Musical Sein Harry ist reifer geworden

Köln/Primsweiler · Detlef Leistenschneider aus dem Saarland spielt derzeit in „Mamma Mia“ in Köln.

 Detlef Leistenschneider (rechts) singt auf humorvolle und dennoch gefühlvolle Art „Danke für die Lieder“.

Detlef Leistenschneider (rechts) singt auf humorvolle und dennoch gefühlvolle Art „Danke für die Lieder“.

Foto: Brinkhoff/Mögenburg

Zum dritten Mal in seiner Karriere gibt Detlef Leistenschneider, geboren in Wadern und bis 1993 in Primsweiler zu Hause, den Harry Beck in „Mamma Mia“. Nach Hamburg und Berlin nun in Köln. Eine halbe Stunde vor der Mittagsvorstellung plaudert der 45-Jährige noch gemütlich am Bühneneingang des Musical-Domes mit Fans, die an diesem Samstag aus dem Saarland angereist sind. Von Nervosität keine Spur.

So kurz vor Vorstellungsbeginn können Sie sich noch so entspannt mit Fans unterhalten – ist schon Routine eingekehrt?

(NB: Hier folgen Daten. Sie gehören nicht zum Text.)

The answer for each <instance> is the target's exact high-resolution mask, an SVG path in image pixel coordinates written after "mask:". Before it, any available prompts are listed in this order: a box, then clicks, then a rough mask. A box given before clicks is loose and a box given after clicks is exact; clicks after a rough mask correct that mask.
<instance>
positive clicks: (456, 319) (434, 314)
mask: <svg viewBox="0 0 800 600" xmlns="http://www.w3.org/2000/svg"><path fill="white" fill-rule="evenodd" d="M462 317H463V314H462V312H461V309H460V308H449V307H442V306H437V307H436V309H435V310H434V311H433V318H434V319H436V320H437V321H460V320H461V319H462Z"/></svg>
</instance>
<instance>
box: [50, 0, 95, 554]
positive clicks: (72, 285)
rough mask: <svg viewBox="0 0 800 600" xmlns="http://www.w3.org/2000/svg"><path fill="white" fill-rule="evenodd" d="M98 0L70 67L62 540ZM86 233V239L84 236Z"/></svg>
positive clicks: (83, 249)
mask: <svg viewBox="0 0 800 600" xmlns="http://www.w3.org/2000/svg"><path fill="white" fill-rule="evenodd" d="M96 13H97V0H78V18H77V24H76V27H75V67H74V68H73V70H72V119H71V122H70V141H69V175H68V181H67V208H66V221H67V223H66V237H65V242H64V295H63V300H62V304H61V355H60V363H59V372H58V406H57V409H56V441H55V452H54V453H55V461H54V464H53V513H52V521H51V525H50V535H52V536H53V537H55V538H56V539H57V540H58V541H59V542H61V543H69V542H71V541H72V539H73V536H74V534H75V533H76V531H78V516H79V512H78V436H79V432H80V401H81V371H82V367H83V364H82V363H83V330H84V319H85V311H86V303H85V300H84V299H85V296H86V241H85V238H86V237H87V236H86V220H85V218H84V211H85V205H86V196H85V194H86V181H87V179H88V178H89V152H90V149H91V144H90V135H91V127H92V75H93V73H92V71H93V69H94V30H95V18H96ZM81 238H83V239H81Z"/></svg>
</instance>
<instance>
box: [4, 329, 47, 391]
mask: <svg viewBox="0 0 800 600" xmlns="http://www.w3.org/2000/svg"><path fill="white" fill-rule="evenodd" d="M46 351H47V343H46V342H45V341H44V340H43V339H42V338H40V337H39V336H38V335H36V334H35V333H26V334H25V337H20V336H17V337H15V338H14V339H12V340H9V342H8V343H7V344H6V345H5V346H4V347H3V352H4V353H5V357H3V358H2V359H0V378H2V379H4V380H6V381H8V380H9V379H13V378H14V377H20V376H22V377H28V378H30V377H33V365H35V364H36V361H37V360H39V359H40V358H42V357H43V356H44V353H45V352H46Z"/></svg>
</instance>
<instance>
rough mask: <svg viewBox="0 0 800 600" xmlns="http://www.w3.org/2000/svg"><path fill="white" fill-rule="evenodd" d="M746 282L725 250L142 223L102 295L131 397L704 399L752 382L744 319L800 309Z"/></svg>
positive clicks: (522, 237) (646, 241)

Detlef Leistenschneider Ja, irgendwie schon. Vor den ersten drei, vier Vorstellungen in einer neuen Stadt bin ich schon nervös. Aber dann geht es. Und außerdem: Wir Väter kommen ja erst nach einer Viertelstunde auf die Bühne; da habe ich ja noch etwas mehr Zeit. Und groß in die Maske muss ich auch nicht.

2002 spielten Sie das erste Mal die Rolle des Harry Beck in „Mamma Mia“. Was ist anders an Ihrer Figur, ist sie mit Ihnen auch reifer geworden?

Leistenschneider Ich glaube schon, dass Harry mit mir reifer geworden ist. Damals war ich 29, und ich habe immer versucht, das richtige Alter zu spielen. Harry ist ja schließlich in den Vierzigern. Mittlerweile brauche ich nicht mehr zu spielen, da ich selbst in dem richtigen Alter bin. Das ist sehr angenehm. Denn ich kann einfach Detlef Leistenschneider sein, der sich ganz auf den Charakter der Figur konzentrieren kann. Ich denke, mein Harry von heute ist ehrlicher und persönlicher. Und hat mehr Erfahrung.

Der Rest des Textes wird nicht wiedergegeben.